9 Soweit sich die Revision gegen die Beweiswürdigung im angefochtenen Erkenntnis richtet, ist auf die ständige Rechtsprechung des Verwaltungsgerichtshofes zu verweisen, wonach dieser - als Rechtsinstanz - zur Überprüfung der Beweiswürdigung im Allgemeinen nicht berufen ist. Im Zusammenhang mit der Beweiswürdigung liegt eine Rechtsfrage von grundsätzlicher Bedeutung nur dann vor, wenn das Verwaltungsgericht die Beweiswürdigung in einer die Rechtssicherheit beeinträchtigenden, unvertretbaren Weise vorgenommen hat (vgl. VwGH 4.12.2017, Ra 2017/19/0316, mwN). Das Bundesverwaltungsgericht setzte sich im vorliegenden Fall nach Durchführung einer mündlichen Verhandlung mit den - teilweise widersprüchlichen - Aussagen des Revisionswerbers vor dem Hintergrund der Länderberichte auseinander und gelangte zum Ergebnis, dass die von ihm vorgebrachten Fluchtgründe nicht glaubhaft seien. Eine Unvertretbarkeit dieser Beweiswürdigung vermag die Revision nicht darzulegen.

10 Der Revisionswerber bringt zur Zulässigkeit seiner Revision weiters vor, das Bundesverwaltungsgericht sei von der Rechtsprechung des Verwaltungsgerichtshofes abgewichen, wonach eine asylrelevante Verfolgung sich nicht bloß aus einer Einzelverfolgung, sondern auch daraus ergeben könne, dass regelmäßig Maßnahmen gegen Personen mit bestimmten Eigenschaften - hier einer ehemaligen Zugehörigkeit zu den afghanischen Streitkräften - gesetzt würden.

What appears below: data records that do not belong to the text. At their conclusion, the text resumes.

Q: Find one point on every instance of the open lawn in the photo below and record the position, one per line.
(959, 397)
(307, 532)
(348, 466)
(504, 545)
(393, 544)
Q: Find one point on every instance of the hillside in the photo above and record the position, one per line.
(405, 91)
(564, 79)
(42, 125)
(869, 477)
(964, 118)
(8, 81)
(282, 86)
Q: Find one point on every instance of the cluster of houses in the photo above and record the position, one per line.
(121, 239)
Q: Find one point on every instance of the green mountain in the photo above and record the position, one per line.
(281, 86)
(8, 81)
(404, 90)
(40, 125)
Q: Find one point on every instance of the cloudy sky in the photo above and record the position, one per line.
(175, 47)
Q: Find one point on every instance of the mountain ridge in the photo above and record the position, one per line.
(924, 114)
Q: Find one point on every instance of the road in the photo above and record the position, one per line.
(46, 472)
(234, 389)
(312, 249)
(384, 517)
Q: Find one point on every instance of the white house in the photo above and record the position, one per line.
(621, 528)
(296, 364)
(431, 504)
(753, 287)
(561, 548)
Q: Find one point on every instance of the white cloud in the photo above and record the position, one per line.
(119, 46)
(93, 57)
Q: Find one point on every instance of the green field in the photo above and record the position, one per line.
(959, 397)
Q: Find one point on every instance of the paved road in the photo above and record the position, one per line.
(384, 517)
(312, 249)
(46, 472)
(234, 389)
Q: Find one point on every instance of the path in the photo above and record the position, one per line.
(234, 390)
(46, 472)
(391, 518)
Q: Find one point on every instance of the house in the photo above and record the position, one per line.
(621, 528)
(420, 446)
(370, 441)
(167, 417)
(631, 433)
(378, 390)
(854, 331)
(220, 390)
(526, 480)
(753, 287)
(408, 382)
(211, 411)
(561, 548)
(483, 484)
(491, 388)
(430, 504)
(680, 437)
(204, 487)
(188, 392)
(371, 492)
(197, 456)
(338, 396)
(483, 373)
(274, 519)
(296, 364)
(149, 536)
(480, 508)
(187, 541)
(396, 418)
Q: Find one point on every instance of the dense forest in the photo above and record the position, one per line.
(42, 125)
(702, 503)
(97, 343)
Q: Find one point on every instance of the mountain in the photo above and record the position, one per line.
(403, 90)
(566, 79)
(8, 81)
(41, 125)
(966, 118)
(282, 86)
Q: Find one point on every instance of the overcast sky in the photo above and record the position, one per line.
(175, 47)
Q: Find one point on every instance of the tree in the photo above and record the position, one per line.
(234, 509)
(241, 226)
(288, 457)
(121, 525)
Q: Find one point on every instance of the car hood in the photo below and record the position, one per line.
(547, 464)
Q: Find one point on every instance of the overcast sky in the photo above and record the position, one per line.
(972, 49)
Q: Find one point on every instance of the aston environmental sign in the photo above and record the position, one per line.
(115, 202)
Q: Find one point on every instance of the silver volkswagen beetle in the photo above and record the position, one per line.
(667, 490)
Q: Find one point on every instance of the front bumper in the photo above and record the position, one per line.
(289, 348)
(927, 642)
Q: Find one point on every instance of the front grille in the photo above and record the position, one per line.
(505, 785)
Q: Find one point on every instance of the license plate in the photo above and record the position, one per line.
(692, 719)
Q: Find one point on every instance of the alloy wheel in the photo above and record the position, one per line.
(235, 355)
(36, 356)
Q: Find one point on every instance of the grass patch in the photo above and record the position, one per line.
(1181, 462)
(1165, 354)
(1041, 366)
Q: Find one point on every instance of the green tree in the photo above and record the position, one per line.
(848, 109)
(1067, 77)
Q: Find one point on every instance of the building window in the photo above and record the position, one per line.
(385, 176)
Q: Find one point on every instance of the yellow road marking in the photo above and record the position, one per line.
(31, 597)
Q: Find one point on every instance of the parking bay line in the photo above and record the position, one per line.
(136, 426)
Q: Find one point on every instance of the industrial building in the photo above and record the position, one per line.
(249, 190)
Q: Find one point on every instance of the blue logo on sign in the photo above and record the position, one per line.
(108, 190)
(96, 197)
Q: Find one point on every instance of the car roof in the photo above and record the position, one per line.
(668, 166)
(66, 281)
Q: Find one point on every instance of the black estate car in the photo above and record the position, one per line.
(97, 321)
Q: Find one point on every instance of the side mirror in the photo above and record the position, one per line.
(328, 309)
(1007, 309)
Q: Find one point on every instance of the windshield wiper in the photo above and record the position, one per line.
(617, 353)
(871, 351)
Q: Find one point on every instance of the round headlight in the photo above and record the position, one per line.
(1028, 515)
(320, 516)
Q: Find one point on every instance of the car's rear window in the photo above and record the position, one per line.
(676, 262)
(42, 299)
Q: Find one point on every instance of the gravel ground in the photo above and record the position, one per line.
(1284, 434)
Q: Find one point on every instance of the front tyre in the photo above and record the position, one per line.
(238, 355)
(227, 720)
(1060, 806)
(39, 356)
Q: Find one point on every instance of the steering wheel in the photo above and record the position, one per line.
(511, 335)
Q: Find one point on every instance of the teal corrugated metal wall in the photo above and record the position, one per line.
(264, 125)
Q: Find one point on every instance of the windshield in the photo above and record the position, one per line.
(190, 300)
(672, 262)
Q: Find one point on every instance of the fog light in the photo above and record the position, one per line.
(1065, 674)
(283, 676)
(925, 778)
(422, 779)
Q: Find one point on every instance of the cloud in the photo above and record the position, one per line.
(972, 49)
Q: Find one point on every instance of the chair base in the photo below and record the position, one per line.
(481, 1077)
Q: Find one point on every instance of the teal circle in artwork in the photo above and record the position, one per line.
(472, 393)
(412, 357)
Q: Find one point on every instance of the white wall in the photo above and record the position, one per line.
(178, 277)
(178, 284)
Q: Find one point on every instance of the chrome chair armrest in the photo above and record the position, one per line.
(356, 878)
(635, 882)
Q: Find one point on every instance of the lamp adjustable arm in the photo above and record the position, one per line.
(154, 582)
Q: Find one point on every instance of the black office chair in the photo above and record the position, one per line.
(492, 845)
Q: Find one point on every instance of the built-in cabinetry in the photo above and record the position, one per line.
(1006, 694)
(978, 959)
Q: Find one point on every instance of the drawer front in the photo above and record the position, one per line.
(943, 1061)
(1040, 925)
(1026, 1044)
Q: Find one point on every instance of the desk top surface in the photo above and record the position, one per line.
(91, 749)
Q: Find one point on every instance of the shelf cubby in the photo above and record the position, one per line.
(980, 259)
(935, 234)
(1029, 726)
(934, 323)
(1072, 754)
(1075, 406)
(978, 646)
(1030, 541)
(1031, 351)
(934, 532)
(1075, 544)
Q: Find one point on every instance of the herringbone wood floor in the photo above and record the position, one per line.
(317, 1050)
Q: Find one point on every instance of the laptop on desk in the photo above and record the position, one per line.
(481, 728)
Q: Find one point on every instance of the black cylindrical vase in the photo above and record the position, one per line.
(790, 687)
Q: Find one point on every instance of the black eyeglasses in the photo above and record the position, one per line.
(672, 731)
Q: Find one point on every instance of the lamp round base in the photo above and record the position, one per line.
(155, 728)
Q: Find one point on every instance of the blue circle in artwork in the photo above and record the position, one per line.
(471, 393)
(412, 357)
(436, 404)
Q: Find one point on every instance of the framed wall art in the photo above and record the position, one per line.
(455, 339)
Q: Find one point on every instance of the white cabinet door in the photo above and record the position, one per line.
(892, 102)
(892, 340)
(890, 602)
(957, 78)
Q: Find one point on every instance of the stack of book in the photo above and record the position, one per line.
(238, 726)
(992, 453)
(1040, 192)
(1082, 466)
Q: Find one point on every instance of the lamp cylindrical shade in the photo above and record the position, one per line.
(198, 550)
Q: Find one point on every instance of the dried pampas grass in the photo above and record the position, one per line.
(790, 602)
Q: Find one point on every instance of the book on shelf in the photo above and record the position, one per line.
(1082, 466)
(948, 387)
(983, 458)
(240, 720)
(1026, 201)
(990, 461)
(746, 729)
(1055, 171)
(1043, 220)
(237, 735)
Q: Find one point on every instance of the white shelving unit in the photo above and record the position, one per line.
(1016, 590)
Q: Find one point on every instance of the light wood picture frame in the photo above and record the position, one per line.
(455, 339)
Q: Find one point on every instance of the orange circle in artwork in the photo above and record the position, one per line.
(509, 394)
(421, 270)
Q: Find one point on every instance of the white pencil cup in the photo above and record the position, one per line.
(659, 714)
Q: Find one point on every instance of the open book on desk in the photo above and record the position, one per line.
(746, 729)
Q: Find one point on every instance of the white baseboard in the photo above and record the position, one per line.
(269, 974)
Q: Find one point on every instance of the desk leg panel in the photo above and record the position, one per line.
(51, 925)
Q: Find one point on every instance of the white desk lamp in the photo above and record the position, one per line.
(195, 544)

11 Nach den mit näherer Begründung getroffenen Feststellungen im angefochtenen Erkenntnis hat der Revisionswerber aufgrund seiner früheren Zugehörigkeit zu den Streitkräften der afghanischen Regierung - jedenfalls in Kabul - keine Verfolgung zu befürchten. Ausgangspunkt der Prüfung, ob eine grundsätzliche Rechtsfrage vorliegt, ist der festgestellte Sachverhalt (vgl. etwa VwGH 22.12.2016, Ra 2016/20/0351-0354, mwN). Entfernt sich der Revisionswerber - wie hier - in der Zulässigkeitsbegründung vom festgestellten Sachverhalt, wird schon deshalb keine fallbezogene Rechtsfrage von grundsätzlicher Bedeutung aufgezeigt (vgl. etwa VwGH 11.5.2017, Ra 2015/21/0240, mwN).

12 In der Revision werden somit keine Rechtsfragen aufgeworfen, denen im Sinne des Art. 133 Abs. 4 B-VG grundsätzliche Bedeutung zukäme. Die Revision war daher zurückzuweisen.